Kiddicare’s physical stores are “highly likely” to be shuttered under new owner Endless, which has appointed a former Jessops director to run the business.

Kiddicare’s stores are “highly likely” to be shuttered under new owner Endless

Between 700 and 800 job losses are expected if all 10 Kiddicare stores are closed, Retail Week has learned.

A source close to the situation told Retail Week that Endless, which acquired the retailer from Morrisons on Monday for £2m, wants to take Kiddicare “back to basics”.

Kiddicare was run as a pure-play business before being acquired in 2011 by Morrisons, which subsequently took 10 former Best Buy stores for Kiddicare, contributing to the maternity specialist reporting spiraling losses.

“There’s a decent ecomm business there,” the source said.

Former Jessops retail director Chris Yates has joined Kiddicare as managing director, it is understood.

Most recently Yates was chief executive of Australian fashion and accessories retailer Lovisa, based in Melbourne. Endless will also appoint a new finance director at Kiddicare.

Endless yesterday began a formal consultation process with staff across stores and head office, where it is also likely staff numbers will be trimmed to reflect the smaller, online-only business.

The source said the restructure will “not happen overnight” and that without the Endless deal it was likely that Kiddicare would have fallen into administration, endangering all jobs at the business.

Endless declined to comment on the restructure or the appointments but on Monday its managing partner Garry Wilson said: “Kiddicare has a history as a trusted brand in the children’s market.
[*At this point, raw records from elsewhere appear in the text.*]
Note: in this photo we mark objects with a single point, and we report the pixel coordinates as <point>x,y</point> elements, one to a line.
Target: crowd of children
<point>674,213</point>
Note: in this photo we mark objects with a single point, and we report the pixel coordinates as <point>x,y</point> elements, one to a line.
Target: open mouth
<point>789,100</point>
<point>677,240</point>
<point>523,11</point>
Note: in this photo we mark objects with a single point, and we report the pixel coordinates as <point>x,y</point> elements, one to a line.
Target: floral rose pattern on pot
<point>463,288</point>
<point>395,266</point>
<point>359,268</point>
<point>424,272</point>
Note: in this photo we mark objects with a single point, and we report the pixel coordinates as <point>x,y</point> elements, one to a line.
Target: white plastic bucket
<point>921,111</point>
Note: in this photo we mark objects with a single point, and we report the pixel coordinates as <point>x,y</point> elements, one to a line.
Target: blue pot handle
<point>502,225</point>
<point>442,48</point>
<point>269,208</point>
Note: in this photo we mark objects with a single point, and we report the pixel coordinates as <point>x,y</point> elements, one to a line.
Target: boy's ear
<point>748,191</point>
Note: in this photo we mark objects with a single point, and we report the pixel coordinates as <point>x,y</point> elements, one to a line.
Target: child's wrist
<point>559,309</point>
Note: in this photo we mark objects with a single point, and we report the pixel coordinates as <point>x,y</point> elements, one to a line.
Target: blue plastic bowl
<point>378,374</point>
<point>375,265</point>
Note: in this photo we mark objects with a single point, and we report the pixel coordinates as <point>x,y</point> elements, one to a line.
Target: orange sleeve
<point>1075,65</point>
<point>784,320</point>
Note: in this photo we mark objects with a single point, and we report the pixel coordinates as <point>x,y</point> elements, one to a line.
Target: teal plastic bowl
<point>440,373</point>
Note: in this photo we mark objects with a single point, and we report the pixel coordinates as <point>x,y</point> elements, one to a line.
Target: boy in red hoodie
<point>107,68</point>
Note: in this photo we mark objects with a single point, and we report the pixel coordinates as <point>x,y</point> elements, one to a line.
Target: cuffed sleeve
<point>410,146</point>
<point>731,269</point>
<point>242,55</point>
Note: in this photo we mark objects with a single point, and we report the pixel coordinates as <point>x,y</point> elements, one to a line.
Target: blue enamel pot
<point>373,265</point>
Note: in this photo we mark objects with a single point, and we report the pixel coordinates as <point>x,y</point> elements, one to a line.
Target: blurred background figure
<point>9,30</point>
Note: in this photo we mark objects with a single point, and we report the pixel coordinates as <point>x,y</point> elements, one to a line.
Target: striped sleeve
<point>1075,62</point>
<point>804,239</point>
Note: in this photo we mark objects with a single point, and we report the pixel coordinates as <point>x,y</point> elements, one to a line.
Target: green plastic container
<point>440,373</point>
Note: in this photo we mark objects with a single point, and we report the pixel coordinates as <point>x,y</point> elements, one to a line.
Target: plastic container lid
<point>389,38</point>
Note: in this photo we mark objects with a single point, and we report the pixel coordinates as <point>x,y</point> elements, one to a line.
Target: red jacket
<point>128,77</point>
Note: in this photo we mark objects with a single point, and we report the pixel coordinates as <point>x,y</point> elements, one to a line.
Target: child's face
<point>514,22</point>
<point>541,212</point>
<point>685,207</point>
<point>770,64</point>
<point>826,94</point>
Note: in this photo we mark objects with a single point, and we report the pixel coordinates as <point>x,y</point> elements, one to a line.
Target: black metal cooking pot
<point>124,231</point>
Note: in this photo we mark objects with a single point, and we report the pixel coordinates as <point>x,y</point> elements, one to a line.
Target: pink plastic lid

We will be working hard with management to grow the business over the long-term.”

Morrisons will retain the liabilities relating to the 10 Kiddicare store leases and said it is “confident the £163m provision disclosed at its preliminary results in March will cover all the costs associated with its exit from the business”. Morrisons put Kiddicare up for sale in March after deciding it did not fit with its strategic priorities.